Membre de la commission du développement durable et de l’aménagement du territoire, Jean Lassalle se rend aux réunions autant que possible. Parallèlement, il siège au sein de la commission nationale du débat public, avenue de Ségur. A l’ordre du jour, était annoncé : saisine du projet de développement du Port de Brest-Bretagne, concertations recommandées sur les projets de Campus Condorcet et de reconstruction de la ligne de grand transport d’électricité entre Charleville-Mézières et Reims. Participer à ces réunions est important pour Jean Lassalle, qui ne peut pas toujours y consacrer le temps qu’il souhaiterait.

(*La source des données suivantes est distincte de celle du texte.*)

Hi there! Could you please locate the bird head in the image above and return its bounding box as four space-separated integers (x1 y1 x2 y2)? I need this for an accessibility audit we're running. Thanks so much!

C’est auprès d’un autre de ses proches qu’il termine la matinée. Au siège du MoDem, le candidat François Bayrou donne une conférence de presse. Objectif du rendez-vous : rendre public et expliquer point par point son programme économique pour lutter contre le surendettement de la France. Se faufilant à la fin de la conférence, Jean Lassalle n’a pas le temps de traîner, il doit prendre un avion en début d’après-midi.

Les orientations budgétaires sont votées au Parlement de Navarre et c’est une priorité pour l’élu de terrain qu’est Jean Lassalle et qui condamne la vision péjorative du cumul des mandats, voyant plus dans celui-ci un avantage certain dans la connaissance du territoire dont l’élu est en charge. Du législatif à l’exécutif c’est en tant que créatif que Jean Lassalle termine sa semaine à l’occasion de la 21° journée du livre politique à l’Assemblée Nationale. Le thème retenu cette année : « Ethique et Politique » et c’est derrière son livre, Le retour du citoyen, que l’on pourra retrouver Jean Lassalle pour cet événement culturel.